5 Questions with Alexander Monea, Author of The Digital Closet

Apr 19, 2022

author photo of alexander monea

Dr. Alexander Monea is an Assistant Professor serving jointly in George Mason’s English Department and Cultural Studies Department. He researches the history and cultural impacts of computers and digital media. He is also an Ethics, Equity, and Trust Area Editor for Data & Policy. He received his PhD in Communication, Rhetoric, & Digital Media from North Carolina State University. His newest book is The Digital Closet: How the Internet Became Straight published by MIT Press.

He will be discussing The Digital Closet in our City Lights LIVE! virtual event series on Wednesday, April 20th, 2022!


Where are you writing to us from?

I’m writing to you from Washington, D.C.

What has been most important for you, personally/artistically/habitually, during the pandemic?
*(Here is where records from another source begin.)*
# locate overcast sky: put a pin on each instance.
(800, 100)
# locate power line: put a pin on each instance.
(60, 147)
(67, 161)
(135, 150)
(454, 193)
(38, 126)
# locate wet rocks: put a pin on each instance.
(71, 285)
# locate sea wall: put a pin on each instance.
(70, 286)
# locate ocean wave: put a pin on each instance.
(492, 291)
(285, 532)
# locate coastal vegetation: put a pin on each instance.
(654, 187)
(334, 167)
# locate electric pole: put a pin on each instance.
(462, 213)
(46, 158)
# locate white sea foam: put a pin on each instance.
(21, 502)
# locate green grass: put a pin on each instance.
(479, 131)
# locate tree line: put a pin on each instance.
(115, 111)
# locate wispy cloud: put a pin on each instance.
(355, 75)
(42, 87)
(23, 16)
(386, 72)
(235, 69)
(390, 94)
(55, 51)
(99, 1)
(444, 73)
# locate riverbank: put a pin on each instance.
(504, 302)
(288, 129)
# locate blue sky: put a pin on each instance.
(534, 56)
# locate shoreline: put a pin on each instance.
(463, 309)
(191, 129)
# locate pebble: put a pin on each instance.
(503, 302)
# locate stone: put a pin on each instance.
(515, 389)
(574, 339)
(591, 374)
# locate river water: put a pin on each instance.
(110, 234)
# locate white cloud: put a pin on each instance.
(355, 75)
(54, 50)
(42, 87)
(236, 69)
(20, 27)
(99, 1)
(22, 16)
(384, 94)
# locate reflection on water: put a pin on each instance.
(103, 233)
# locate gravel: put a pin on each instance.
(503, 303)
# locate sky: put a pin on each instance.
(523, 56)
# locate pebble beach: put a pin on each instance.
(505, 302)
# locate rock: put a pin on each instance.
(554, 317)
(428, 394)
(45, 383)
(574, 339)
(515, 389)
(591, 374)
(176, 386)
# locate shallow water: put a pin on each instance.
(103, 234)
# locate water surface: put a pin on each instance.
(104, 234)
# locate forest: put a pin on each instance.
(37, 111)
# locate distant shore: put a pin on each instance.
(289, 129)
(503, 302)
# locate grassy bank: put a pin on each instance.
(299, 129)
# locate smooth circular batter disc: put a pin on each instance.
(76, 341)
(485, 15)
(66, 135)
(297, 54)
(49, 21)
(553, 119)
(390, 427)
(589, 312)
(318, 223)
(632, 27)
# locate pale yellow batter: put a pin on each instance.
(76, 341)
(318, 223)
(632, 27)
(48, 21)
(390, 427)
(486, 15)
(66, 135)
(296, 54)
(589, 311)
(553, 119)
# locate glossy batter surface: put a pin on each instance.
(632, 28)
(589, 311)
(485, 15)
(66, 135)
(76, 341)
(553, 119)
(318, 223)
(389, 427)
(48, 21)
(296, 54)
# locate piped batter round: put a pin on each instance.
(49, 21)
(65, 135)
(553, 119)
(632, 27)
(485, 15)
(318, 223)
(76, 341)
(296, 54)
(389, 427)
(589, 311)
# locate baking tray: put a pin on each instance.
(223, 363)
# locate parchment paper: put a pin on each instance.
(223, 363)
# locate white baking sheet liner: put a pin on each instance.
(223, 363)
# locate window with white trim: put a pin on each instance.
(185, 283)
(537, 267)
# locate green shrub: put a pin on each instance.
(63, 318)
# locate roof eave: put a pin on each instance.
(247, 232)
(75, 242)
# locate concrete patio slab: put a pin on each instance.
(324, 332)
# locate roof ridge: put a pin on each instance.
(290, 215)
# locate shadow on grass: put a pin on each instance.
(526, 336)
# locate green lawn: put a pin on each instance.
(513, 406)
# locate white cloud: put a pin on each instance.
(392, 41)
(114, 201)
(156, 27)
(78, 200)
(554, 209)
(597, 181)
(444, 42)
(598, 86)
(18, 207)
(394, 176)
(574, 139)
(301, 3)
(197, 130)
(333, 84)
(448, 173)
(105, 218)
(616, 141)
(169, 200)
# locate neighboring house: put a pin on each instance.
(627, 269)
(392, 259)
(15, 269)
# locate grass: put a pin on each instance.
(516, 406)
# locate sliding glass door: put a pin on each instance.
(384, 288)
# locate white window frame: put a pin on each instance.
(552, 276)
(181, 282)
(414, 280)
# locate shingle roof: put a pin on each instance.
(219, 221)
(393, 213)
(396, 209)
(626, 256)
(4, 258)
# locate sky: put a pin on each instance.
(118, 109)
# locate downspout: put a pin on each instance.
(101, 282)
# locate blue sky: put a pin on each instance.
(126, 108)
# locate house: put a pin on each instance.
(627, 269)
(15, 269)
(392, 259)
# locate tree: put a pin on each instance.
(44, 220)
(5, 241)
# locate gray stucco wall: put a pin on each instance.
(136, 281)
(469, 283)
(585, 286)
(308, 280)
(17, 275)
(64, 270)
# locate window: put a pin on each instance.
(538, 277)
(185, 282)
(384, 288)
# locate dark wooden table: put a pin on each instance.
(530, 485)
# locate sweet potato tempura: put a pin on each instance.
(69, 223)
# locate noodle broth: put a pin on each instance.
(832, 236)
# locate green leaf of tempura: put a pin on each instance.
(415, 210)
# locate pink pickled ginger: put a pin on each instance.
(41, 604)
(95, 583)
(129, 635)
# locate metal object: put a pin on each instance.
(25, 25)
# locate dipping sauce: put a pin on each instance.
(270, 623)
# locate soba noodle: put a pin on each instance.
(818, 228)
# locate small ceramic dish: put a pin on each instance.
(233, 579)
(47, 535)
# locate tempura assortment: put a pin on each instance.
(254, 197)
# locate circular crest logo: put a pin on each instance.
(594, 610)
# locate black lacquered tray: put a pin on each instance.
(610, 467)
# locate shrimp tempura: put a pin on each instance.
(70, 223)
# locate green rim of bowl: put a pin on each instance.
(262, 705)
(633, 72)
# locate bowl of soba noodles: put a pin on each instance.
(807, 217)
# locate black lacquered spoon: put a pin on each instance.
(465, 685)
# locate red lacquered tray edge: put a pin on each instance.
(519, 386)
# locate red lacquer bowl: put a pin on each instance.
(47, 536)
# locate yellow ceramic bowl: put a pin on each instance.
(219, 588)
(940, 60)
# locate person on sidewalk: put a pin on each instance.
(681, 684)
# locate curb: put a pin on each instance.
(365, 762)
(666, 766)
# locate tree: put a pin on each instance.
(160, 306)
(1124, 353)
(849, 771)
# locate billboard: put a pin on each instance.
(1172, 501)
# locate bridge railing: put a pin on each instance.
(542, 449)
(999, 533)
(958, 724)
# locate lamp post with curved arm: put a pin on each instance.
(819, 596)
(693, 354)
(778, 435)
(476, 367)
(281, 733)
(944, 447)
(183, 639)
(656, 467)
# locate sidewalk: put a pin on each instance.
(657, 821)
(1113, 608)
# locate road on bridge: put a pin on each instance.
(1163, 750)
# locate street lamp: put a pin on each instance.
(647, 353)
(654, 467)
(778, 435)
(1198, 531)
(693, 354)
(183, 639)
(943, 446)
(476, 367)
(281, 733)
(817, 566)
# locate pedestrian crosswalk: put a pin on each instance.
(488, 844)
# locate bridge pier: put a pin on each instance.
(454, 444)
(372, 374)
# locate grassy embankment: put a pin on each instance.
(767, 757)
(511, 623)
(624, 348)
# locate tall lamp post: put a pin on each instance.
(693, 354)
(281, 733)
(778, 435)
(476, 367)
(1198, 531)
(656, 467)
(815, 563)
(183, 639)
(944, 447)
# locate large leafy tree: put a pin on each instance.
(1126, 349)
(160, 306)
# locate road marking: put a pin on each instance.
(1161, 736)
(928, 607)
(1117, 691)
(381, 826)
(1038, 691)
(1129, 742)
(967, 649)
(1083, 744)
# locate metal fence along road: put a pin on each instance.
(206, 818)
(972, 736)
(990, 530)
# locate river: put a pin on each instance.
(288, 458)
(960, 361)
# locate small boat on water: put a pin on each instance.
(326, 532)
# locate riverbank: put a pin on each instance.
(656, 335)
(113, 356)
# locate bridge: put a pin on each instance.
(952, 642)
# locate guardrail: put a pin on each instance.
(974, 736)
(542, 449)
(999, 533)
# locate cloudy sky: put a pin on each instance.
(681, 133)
I think the most important thing for me has been those fleeting moments of social connection, rendered all the more visible and important by their difficulty under COVID. The best academic books are written collectively even if only one person puts their name on the cover, drawing on the combined expertise of a network of people. That was certainly the case when I was writing.

Which writers, artists, and others influence your work in general, and this book, specifically?

This book synthesizes a wide range of ongoing discussions, and thus is indebted to many people in many different discourses. When it came to feminism, I drew heavily on Sarah Banet-Weiser’s work on postfeminism, Sarah Sharma’s work on feminist media studies, and Kate Manne’s work on misogyny. In terms of queer theory, I was really influenced by Jane Ward’s latest book The Tragedy of Heterosexuality and more canonical work like Gayle Rubin’s and Audre Lorde’s. In terms of content moderation and online censorship, I couldn’t have written this without the work of scholars like Tarleton Gillespie, Sarah T. Roberts, Safiya Noble, and many, many others.

What books are you reading right now and would you recommend any to others? 

The books I currently have sitting on my desk that I’m working through and would recommend to others are Marisa Duarte’s Network Sovereignty: Building the Internet Across Indian Country, Hatim El-Hibri’s Visions of Beirut: The Urban Life of Media Infrastructure, Jacob Gaboury’s Image Objects: An Archaeology of Computer Graphics, and Emily West’s Buy Now: How Amazon Branded Convenience and Normalized Monopoly.

If you opened a bookstore, where would it be located, what would it be called, and what would your bestseller be?

I’d probably open one in my native Cleveland, maybe call it ‘Guardian Books’ to celebrate the recent and long overdue name change of our baseball team, and my current bestseller would be Brian Jefferson’s Digitize and Punish: Racial Criminalization in the Digital Age.